Faleceu em 9/2, em São Paulo, aos 93 anos, o professor Fábio França, que liderou a formação de inúmeras gerações de profissionais de relações públicas e que deu significativa contribuição teórica à atividade, em especial com sua obra Classificação Lógica de Públicos, em que criou parâmetros que transformaram o modo de enxergar a gênese na profissão. É dele a formulação de públicos adotada pela área e que de certo modo vigora ainda hoje: “Essenciais” (os pilares da existência), “Não-Essenciais” (os parceiros de objetivos) e “Redes de Interferência” (os formadores de opinião e a mídia).

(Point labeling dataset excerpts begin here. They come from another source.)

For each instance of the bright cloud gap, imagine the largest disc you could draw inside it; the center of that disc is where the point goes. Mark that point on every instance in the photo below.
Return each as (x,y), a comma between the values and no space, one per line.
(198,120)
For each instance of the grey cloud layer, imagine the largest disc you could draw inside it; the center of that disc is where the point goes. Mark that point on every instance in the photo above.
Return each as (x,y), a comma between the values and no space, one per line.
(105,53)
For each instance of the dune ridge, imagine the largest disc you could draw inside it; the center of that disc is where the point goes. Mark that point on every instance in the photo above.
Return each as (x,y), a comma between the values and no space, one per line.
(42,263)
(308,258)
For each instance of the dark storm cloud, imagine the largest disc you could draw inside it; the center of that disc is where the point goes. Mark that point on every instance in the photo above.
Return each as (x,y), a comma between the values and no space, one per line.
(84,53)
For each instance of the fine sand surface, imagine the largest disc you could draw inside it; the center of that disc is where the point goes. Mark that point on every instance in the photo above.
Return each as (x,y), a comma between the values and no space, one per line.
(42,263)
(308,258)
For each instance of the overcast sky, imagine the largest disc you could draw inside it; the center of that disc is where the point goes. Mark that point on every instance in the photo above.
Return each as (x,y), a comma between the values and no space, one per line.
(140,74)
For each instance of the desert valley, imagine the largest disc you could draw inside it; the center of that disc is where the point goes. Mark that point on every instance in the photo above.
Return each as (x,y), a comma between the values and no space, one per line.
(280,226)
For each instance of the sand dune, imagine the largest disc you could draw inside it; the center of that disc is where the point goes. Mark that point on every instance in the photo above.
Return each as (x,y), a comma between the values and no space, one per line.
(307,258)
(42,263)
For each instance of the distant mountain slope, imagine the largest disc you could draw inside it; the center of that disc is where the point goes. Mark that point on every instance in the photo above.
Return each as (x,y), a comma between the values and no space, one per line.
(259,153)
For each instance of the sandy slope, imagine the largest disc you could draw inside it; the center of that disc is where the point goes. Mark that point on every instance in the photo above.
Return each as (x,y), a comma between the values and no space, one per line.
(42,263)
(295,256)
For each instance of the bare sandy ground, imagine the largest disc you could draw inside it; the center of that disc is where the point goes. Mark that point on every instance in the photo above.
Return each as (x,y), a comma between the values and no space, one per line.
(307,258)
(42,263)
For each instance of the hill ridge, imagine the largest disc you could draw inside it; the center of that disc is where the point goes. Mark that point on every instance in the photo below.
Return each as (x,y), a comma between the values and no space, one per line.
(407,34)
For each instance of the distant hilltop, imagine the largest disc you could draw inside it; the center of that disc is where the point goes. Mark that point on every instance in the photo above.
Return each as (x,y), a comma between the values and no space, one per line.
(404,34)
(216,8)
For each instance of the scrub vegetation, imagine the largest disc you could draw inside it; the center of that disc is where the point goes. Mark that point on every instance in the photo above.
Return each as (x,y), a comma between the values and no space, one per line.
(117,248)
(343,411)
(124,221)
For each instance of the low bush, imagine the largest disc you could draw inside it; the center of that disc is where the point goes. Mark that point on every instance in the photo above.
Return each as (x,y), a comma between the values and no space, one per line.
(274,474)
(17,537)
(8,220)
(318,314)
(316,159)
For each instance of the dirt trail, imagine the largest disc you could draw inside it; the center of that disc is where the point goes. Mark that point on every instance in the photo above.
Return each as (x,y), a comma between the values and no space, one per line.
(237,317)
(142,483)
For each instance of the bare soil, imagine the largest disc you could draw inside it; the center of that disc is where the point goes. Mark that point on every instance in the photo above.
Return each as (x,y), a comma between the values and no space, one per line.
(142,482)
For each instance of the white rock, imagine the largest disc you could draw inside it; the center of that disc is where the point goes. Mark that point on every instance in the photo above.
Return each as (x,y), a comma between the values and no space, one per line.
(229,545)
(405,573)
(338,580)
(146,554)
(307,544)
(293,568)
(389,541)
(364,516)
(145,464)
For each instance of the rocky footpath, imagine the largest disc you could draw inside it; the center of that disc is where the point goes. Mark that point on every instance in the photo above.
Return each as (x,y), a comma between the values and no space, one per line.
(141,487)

Cerca de quatro anos atrás, aos 89 anos, França foi um dos entrevistados da websérie A Comunicação Empresarial no Brasil – a história contada por quem ajudou a escrever a história, da Mega Brasil Comunicação, e sua participação ajudou a resgatar a memória viva de uma profissão. Em texto publicado no Portal da Mega Brasil, Marco Rossi lembra: “Seu depoimento nessa série não foi apenas técnico; foi um manifesto ético. Ele personificava o equilíbrio entre o ‘velho’ das terras milenares do conhecimento clássico e o ‘novo’ das tecnologias de informação, entendendo que, embora as ferramentas mudem, a alma da comunicação não tem rotina”.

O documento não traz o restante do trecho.